Nevertheless, the governor was said to have insisted that provisions should be made to make the money available for the 120 students, noting that the state stood to gain immensely from the students at the completion of their programme, in terms of human capacity and development.

A source who was present at the meeting of the governor with the students’ delegation disclosed thus: “When Governor Makinde announced the approval of the N60 million bursary award to the Oyo State indigenes at the Nigerian Law School, numbering 120, there was a mild drama as the top civil servants, who were present at the meeting were skeptical about how to raise the money.

“Their fear is not unfounded because there is not much money in the state coffers. However, Mr Governor insisted that he is going ahead with the bursary. He said the state should be able to fund it because as an individual, he has been consistent with funding his yearly scholarship awards, worth N50million, to students in the state for some years now. The governor also assured that the N60million for the Law School students would be funded from the proposed supplementary budget,” he said.

Immediately after the governor approved the N60million bursary award, another issue cropped up. Another batch of 190 Oyo State indigenes, also in the Law School, came up with their own demands as they claimed that they were left out. According to them, they wrote a letter to the immediate past administration in the state, asking for government support to funding their school fees. But there was no such approval, even till the end of the tenure of the Ajimobi administration.

Speaking on the issue, the CPS to the governor, Adisa, confirmed that it was true that the 190 Law School students wrote a letter to former Governor Ajimobi, asking for bursary. He added: “Up till last April, there was no bursary approval for these 190 students who are already in the Law School. They want to be among the beneficiaries of the governor’s gesture. Their letter was with the Oyo State Scholarship Board. It has not been sent to either the Secretary to the State Government (SSG) or Governor Seyi Makinde.”

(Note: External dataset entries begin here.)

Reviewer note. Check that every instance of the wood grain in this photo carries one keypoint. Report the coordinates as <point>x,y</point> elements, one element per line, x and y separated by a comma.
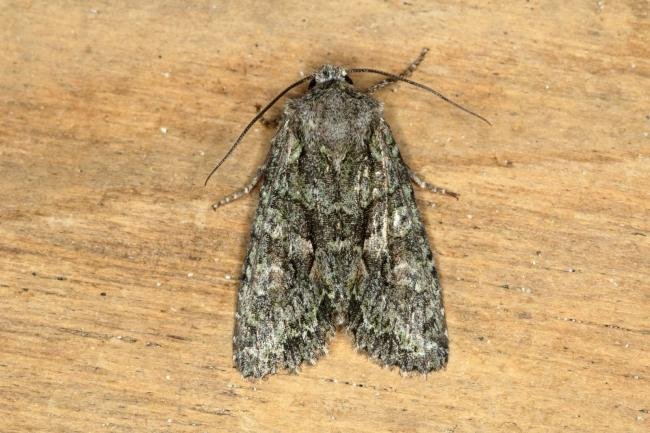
<point>118,283</point>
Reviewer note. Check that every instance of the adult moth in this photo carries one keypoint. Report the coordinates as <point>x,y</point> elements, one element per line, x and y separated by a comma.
<point>337,238</point>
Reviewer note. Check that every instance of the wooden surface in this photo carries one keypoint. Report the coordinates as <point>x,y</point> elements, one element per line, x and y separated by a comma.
<point>118,283</point>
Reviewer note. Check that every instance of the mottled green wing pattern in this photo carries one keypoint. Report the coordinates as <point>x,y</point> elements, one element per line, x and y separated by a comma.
<point>280,320</point>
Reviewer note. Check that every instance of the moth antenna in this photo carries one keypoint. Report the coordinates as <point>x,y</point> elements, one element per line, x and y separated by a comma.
<point>421,86</point>
<point>257,117</point>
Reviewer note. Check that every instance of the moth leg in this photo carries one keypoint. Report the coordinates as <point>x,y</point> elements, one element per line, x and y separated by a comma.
<point>429,187</point>
<point>405,73</point>
<point>242,192</point>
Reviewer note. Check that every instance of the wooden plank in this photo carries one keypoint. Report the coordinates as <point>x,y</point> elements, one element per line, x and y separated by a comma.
<point>118,283</point>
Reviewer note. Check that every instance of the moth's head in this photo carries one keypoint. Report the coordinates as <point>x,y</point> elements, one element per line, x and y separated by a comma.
<point>329,74</point>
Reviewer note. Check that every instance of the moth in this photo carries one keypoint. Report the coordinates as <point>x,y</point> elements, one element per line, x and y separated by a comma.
<point>337,239</point>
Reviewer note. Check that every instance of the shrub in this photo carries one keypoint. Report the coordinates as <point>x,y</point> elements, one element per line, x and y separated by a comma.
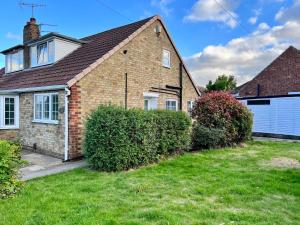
<point>118,139</point>
<point>222,111</point>
<point>206,138</point>
<point>10,161</point>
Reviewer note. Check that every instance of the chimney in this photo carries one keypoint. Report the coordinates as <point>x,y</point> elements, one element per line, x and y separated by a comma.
<point>31,32</point>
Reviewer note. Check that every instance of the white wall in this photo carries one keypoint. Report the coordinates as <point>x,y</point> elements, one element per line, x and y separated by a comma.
<point>63,48</point>
<point>282,116</point>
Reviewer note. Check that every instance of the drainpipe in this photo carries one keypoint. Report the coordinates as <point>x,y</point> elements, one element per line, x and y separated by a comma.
<point>67,94</point>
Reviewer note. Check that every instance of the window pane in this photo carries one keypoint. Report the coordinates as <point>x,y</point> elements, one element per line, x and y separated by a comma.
<point>46,107</point>
<point>55,107</point>
<point>38,106</point>
<point>51,51</point>
<point>42,55</point>
<point>15,61</point>
<point>8,63</point>
<point>9,111</point>
<point>171,105</point>
<point>21,59</point>
<point>166,58</point>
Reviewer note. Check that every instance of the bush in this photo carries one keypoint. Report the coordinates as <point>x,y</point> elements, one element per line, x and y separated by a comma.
<point>221,110</point>
<point>10,161</point>
<point>118,139</point>
<point>206,138</point>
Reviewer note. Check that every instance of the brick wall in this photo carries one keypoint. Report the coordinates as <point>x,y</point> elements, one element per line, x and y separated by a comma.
<point>49,138</point>
<point>75,122</point>
<point>106,83</point>
<point>11,135</point>
<point>279,78</point>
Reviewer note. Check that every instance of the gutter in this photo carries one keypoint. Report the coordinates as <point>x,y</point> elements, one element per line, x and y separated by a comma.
<point>67,94</point>
<point>32,89</point>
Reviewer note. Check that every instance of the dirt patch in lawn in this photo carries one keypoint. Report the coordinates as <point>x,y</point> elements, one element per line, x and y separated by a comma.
<point>282,162</point>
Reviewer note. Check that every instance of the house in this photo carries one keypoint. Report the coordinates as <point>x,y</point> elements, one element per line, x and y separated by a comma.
<point>51,83</point>
<point>274,97</point>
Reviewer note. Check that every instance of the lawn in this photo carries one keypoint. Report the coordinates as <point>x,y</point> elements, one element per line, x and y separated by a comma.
<point>256,184</point>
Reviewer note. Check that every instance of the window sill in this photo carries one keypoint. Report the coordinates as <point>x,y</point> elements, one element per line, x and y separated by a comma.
<point>55,122</point>
<point>9,128</point>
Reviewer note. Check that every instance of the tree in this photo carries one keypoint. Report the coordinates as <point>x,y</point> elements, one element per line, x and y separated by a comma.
<point>222,83</point>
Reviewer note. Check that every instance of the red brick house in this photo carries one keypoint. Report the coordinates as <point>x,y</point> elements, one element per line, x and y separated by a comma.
<point>274,97</point>
<point>51,83</point>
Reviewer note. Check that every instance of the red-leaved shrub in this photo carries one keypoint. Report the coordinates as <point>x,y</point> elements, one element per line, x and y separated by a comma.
<point>220,110</point>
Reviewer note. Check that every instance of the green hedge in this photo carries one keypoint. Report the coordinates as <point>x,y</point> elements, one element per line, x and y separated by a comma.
<point>10,161</point>
<point>118,139</point>
<point>206,138</point>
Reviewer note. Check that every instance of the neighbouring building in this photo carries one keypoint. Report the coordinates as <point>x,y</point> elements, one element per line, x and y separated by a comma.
<point>51,83</point>
<point>274,97</point>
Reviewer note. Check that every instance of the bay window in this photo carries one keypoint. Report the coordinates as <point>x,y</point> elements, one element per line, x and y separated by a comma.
<point>9,112</point>
<point>46,108</point>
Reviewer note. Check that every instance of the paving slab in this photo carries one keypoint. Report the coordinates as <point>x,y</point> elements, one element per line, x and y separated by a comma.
<point>40,165</point>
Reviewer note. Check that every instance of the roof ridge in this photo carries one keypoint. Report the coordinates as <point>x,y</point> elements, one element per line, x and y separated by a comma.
<point>129,24</point>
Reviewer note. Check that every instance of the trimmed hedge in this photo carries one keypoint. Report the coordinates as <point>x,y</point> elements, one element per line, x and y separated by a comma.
<point>206,138</point>
<point>220,110</point>
<point>10,161</point>
<point>118,139</point>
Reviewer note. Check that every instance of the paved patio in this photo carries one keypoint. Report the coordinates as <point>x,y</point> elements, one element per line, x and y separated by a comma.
<point>43,165</point>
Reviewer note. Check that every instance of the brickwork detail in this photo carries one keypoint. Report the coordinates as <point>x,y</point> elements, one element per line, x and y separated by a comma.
<point>279,78</point>
<point>106,83</point>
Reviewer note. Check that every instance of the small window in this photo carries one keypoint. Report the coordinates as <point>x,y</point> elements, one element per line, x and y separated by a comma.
<point>150,103</point>
<point>46,108</point>
<point>9,111</point>
<point>258,102</point>
<point>166,61</point>
<point>42,54</point>
<point>14,61</point>
<point>190,105</point>
<point>171,105</point>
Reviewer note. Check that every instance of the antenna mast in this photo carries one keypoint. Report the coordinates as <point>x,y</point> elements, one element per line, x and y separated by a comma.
<point>32,6</point>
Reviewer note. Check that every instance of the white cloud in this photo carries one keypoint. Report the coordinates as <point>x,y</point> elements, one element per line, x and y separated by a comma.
<point>253,20</point>
<point>10,35</point>
<point>246,56</point>
<point>291,13</point>
<point>214,10</point>
<point>163,5</point>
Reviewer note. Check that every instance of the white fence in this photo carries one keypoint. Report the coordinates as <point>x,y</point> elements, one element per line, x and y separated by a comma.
<point>280,115</point>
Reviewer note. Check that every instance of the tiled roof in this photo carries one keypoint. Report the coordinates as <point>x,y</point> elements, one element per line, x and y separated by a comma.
<point>279,78</point>
<point>66,69</point>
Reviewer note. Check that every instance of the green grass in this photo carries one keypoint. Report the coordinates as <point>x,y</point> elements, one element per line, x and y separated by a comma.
<point>227,186</point>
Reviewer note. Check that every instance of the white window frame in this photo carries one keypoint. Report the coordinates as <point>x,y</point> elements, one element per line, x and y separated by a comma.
<point>34,53</point>
<point>171,100</point>
<point>169,58</point>
<point>8,60</point>
<point>2,112</point>
<point>152,99</point>
<point>192,104</point>
<point>43,120</point>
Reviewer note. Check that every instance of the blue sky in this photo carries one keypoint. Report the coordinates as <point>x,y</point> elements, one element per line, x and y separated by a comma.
<point>214,36</point>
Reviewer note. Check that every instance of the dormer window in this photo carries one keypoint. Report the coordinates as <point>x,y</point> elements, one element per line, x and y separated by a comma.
<point>14,61</point>
<point>42,53</point>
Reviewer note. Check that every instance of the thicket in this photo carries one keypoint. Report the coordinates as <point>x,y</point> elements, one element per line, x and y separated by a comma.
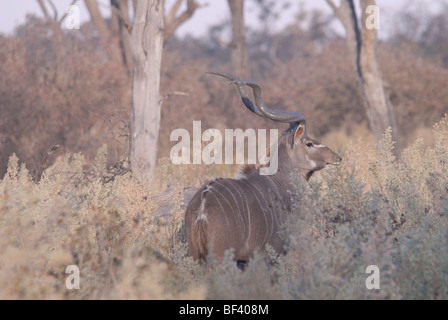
<point>373,210</point>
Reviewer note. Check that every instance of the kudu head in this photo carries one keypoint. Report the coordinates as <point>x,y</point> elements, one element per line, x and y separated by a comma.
<point>305,153</point>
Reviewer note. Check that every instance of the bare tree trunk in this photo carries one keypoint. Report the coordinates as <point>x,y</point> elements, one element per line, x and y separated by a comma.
<point>239,45</point>
<point>122,14</point>
<point>146,47</point>
<point>362,46</point>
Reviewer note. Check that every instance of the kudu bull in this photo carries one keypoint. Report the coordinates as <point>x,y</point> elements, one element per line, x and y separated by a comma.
<point>247,213</point>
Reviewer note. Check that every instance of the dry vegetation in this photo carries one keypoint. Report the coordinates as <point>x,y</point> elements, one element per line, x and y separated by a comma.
<point>77,206</point>
<point>372,210</point>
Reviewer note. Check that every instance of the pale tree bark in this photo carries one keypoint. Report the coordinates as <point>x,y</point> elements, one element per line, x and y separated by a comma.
<point>146,48</point>
<point>238,45</point>
<point>362,42</point>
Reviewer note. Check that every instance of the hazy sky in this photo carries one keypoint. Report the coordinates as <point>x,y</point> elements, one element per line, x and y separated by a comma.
<point>13,13</point>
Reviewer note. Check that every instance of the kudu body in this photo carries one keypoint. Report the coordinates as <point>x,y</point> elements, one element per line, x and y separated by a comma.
<point>247,213</point>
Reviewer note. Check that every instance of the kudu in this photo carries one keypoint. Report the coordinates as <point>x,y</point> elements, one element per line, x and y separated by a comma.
<point>247,213</point>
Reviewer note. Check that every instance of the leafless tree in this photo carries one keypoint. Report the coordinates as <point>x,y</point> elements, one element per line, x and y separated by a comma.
<point>361,41</point>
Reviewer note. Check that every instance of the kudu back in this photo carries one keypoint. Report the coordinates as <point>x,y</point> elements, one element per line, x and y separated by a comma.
<point>247,213</point>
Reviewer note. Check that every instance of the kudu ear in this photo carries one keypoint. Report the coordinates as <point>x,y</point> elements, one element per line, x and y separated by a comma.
<point>298,132</point>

A major fallout of the governor’s gesture was the demand by various people across the state that the Law students should not be given any preferential treatment as there are other indigenes of the state in other fields of study in various higher institutions across the country. Many are saying such students must also be given bursary awards to help them in their educational pursuits.

Adisa allayed the fear of the people in this regard as he said the governor was fully aware of the need to take care of the interest of all the people of the state, the students inclusive, as indicated in his campaign manifesto. “With the assurance from the governor to transform the education sector, it is not without any doubt that other categories of students from the state in other fields of learning will have a cause to laugh too,” he added.

In spite of the assurances from Governor Makinde and the government, the questions on the lips of a lot of people are, ‘How will the government finance bursary awards to hundreds of the indigenes of the state who are in various higher institutions in the country?’ How sustainable is the yearly award of N500, 000 to the indigenes of the state who will be going for their mandatory one-year study at the Nigerian Law School?

The questions became pertinent given that the state has a meagre revenue base and more importantly, the purse of the state scholarship board is not robust enough to take care of even the bursary need of the students who are presently in the Law School.

However, another top aide of the governor allayed such fears as he said, “On sustainability, it is expected that once the budgetary allocation to the education sector is jerked up to 10 per cent of the total annual budget, there will be no problem of raising money to assist our students in the Law School and, at the same time, attend to the needs of every other students and as well as ensure the development of the sector.”